Christian students slaughtered in attack on high school in Uganda
Islamist terrorists on the night of June 16 killed at least 37 students, most of them Christians, at the dormitories of a private high school in Uganda, and kidnapped six others, sources said.
Shouting the jihadist slogan "Allahu akbar [God is greater]," according to the BBC, the assailants killed the students at Lhubiriha Secondary School in Mpondwe, Kasese District, hacking the girls with machetes and burning the boys to death by setting their dormitory on fire. Five non-students at the school were also killed, Ugandan officials said, and four students were wounded.
A survivor, student Edgard Mumbere, told Morning Star News that armed assailants shouted for the boys to open their dormitory door, with one attacker saying, "This school is propagating Christianity in Uganda and getting support from Christians in the West – Islam should be the dominant religion in Uganda."
The boys kept silent while one student went to peek out the door, Mumbere said.
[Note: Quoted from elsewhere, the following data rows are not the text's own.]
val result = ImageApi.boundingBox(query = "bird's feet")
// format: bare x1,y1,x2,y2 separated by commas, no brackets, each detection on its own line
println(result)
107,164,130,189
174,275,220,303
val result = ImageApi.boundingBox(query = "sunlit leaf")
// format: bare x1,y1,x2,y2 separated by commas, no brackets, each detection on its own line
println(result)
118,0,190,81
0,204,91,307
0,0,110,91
The student rushed back saying the attackers were armed with machetes, axes and guns.
"This prompted us to hide under the beds, and shortly we heard gun shots followed by fire on dormitories," Mumbere told Morning Star News. "They threw a bomb on our dormitory, and the whole room was full of smoke, and we couldn't breathe. Some of us managed to get out of the dormitory but were shot and managed to survive bad injuries."
Mumbere said initially he found a way to climb up to the ceiling area and hid there, but he fell down from too much smoke.
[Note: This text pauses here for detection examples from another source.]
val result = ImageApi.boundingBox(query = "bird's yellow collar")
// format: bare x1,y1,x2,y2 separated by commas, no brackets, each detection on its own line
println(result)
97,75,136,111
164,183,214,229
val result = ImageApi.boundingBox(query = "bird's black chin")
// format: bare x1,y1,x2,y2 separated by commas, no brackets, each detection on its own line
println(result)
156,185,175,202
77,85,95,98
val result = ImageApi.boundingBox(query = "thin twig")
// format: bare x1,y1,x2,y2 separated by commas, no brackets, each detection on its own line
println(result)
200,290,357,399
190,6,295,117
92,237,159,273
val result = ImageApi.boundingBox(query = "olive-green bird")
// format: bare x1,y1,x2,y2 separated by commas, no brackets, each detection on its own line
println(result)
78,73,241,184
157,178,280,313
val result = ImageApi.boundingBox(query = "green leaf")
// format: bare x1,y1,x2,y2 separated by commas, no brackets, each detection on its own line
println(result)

"I tried to smear blood on my face and whole body, and I pretended to be dead," he said. "One came and checked and saw nothing, and that is how I survived."
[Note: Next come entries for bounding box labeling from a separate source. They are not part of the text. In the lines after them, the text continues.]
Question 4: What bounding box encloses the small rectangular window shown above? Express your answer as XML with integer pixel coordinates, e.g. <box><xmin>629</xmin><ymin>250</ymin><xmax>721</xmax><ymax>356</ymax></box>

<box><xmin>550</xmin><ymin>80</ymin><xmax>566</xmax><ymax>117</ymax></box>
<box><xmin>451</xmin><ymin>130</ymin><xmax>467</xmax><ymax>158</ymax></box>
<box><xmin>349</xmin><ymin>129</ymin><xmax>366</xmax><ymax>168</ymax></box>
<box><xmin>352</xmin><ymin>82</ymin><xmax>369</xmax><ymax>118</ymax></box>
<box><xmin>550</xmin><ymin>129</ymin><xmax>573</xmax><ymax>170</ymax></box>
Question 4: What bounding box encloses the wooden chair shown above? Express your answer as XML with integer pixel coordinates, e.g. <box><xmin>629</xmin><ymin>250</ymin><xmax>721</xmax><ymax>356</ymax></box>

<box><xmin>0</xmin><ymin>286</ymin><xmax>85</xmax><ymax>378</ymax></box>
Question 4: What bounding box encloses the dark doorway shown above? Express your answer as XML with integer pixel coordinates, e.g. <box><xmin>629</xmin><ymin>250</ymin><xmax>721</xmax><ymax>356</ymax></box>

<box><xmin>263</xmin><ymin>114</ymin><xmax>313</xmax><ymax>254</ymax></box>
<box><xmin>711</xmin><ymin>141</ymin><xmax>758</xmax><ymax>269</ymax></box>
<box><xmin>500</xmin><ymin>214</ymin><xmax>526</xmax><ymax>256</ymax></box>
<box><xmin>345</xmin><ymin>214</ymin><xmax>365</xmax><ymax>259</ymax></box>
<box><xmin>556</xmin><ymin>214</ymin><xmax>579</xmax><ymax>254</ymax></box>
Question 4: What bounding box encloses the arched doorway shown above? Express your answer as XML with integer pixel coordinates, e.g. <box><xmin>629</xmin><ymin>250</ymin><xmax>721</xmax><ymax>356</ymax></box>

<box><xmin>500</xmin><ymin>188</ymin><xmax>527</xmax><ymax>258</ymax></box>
Most of the victims belonged to fellowships of the Church of Uganda, Crossway Church, Kasese Pentecostal Church, All Saints Kasese Town, Independent Baptist Church and Kasese Central Baptist Church, a Morning Star News contact said.
Mpondwe is close to Uganda's border with the Democratic Republic of Congo (DRC), where the Islamic State affiliate Allied Democratic Forces (ADF) is based, and Uganda President Yoweri Museveni on June 17 blamed an ADF splinter group for the atrocity. Neither the ADF nor the Islamic State took responsibility for the massacre as they normally would, and First Lady Janet Museveni, who is also Education Minister, said at a press conference that parties seeking to take over the school might have used the terrorists to achieve their ends.
President Museveni said the success of a joint Ugandan-DRC effort to defeat the ADF had compelled the group to attack a "soft target" on the Uganda side of the border.
"It is safer for them to splinter into small groups which, they hope, may not be seen by our eyes," he told local press. "That is how their desperate, futile, criminal and terrorist schemes come in. They start imagining that if they flee Congo, re-enter Uganda, kill people that are not armed (soft targets), that action would force us to recall our army from Congo to defend the Uganda villages, and that would save them from the losses they are now suffering."
Police have reportedly arrested at least three people in the course of ongoing investigations.
A pastor at Crossway Ministries Churches in Kasese said great fear among Christians has swept across the area. The families of the deceased requested financial support and prayer.
The ADF is considered one of the most lethal of more than 120 armed groups in the eastern DRC. Originally based in western Uganda, the ADF has operated in the DRC's North Kivu Province near the border since the late 1990s.
In 2019 the ADF split into two factions, with one merging into the Islamic State Central Africa Province. The U.S. government in 2021 designated the ADF as a foreign terrorist organization with links to the Islamic State.
The June 16 attack was the latest of many instances of persecution of Christians in Uganda that Morning Star News has documented.
Uganda's constitution and other laws provide for religious freedom, including the right to propagate one's faith and convert from one faith to another. Muslims make up no more than 12 percent of Uganda's population, with high concentrations in eastern areas of the country.